Persona poliedrica e versatile, Marcello Nizzoli (Boretto, Reggio Emilia ,1887 – Camogli, 1969) inizia la propria attività progettuale come pittore, scenografo e grafico (è suo, tra l’altro, il logo dell’Associazione DDI), per estenderla successivamente al campo dell’architettura e del nascente disegno industriale.
Dopo gli studi all’Istituto d’arte di Parma (decorazione e ornato), nel 1914, già schierato nelle file della pittura futurista, arriva a Milano in un momento di grande fervore creativo e si afferma come importante disegnatore di manifesti pubblicitari.

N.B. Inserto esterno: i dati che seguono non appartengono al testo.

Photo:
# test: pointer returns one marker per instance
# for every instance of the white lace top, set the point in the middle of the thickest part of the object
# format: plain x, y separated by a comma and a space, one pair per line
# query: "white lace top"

Dovrà, comunque, aspettare gli anni trenta per poter sprigionare definitivamente il suo talento e prendere il posto che gli spetta nell’ambito della avanguardia milanese, dunque nazionale ed europea. Due incontri in quegli anni saranno decisivi per l’artista emiliano, ma milanese di adozione, permettendogli la realizzazione di significative opere a tutto campo: il primo, con Baldessari e alcuni membri del cosiddetto ‘Gruppo 7’, tra cui Terragni, Figini e Pollini, ma particolarmente –io credo– con Edoardo Persico; il secondo (nel 1938) con una figura illuminata, per certi versi ‘anomala’, che in seguito risulterà emblematica nella Ricostruzione: l’industriale illuminato e intellettuale fine Adriano Olivetti.
Con gli amici milanesi realizzerà l’allestimento del Bar Craja a Milano che segna l’inizio dell’attività architettonica, proseguendo con incarichi più importanti, quali l’allestimento della Sala del 1919 (Mostra della Rivoluzione Fascista – Roma, 1932), il progetto di concorso per la Casa littoria (Roma, 1934-1935), la sala delle Medaglie d’oro alla Mostra dell’Aeronautica italiana (Milano, Palazzo dell’Arte –oggi Triennale, 1934) e la realizzazione di vari negozi e stand fieristici.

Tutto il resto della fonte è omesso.